Rendahnya lemak pada serangga membuat peneliti berpikir bahwa praktik entomofagi mungkin efektif untuk mengatasi obesitas dan penyakit yang berkaitan dengannya.
Melawan malnutrisi
Manfaat entomofagi tidak berhenti pada penurunan berat badan. PBB mengatakan, mengonsumsi serangga bisa memberantas masalah kekurangan gizi yang terjadi di negara-negara berkembang.
Menurut UNICEF, hampir setengah kematian anak-anak di bawah usia lima tahun, disebabkan oleh malnutrisi. Kasus ini sering terjadi di Asia dan Afrika.
Kurang gizi, apakah karena kurang makan atau ketidakmampuan mencerna, dapat meningkatkan risiko penyakit yang menyebabkan kematian. Selain itu, malnutrisi di seribu awal kehudupan bisa menghambat pertumbuhan yang merusak fungsi kognitif anak.
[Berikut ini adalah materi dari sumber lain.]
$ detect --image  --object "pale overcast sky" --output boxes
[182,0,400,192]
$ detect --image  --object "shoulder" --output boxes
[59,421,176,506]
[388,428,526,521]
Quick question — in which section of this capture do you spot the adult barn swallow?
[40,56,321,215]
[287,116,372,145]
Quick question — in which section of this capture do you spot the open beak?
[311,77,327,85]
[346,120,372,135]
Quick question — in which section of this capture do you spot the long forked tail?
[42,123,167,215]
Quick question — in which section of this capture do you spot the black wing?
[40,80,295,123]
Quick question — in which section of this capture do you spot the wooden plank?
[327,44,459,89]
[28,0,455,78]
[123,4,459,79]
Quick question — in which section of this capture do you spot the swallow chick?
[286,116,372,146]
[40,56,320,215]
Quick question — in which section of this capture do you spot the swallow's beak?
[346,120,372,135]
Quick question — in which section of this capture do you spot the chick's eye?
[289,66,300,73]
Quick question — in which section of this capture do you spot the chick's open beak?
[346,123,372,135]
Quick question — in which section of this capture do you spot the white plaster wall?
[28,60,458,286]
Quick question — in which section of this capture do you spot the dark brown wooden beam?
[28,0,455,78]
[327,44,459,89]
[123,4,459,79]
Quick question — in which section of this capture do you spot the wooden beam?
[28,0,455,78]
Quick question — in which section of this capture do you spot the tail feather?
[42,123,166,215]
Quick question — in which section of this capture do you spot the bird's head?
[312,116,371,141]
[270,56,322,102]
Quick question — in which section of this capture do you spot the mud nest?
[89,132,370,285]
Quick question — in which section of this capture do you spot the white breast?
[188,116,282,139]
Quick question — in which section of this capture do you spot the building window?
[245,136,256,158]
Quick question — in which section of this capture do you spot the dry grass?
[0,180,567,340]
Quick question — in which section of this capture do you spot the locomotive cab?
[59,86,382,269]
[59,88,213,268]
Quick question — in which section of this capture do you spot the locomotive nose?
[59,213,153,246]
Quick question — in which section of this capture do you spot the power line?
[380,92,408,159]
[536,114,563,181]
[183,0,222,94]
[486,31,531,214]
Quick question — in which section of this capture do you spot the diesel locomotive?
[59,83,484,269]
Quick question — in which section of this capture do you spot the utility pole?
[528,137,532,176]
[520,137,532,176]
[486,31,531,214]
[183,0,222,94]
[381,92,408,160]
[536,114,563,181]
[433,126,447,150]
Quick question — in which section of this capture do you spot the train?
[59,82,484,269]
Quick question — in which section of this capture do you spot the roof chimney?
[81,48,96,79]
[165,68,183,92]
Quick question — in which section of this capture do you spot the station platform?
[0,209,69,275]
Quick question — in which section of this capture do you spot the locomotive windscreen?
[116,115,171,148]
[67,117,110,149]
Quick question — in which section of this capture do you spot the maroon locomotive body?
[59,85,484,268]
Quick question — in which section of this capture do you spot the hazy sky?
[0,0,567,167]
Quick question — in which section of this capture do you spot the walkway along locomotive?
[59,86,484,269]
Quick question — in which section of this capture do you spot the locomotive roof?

Selain sebagai sumber lemak dan protein yang baik, serangga juga mudah ditemukan. Artinya, ia menjadi sumber makanan yang mudah didapat dan murah. Sebuah fakta yang sangat bermanfaat bagi negara dengan penduduk berpenghasilan rendah.
Memenuhi kebutuhan populasi dunia
FAO mengatakan, praktik entomofagi bisa menjadi solusi dari kekurangan makanan yang terjadi akibat meningkatnya populasi manusia di Bumi.
Menurut Bank Dunia, populasi dunia diperkirakan akan meningkat menjadi 9 miliar pada 2050. Ini berarti kita perlu memproduksi 50% makanan yang lebih banyak untuk tambahan 2 miliar penduduk.
Mengingat perubahan iklim akan mengurangi hasil panen hingga 25%, ada hal mendesak untuk menemukan cara-cara alternatif agar kebutuhan makanan terpenuhi. Saat ini, menurut FAO, praktik entomofagi adalah salah satu opsi yang layak.
Peneliti mengatakan, pada dasarnya, makan serangga tidak berbahaya. Serangga memiliki risiko yang lebih rendah untuk menginfeksi manusia dengan penyakit dibanding hewan ternak.
Meski begitu, sebelum makan serangga, kita tetap dianjurkan untuk memasaknya terlebih dahulu agar patogen berbahaya yang mereka bawa bisa mati.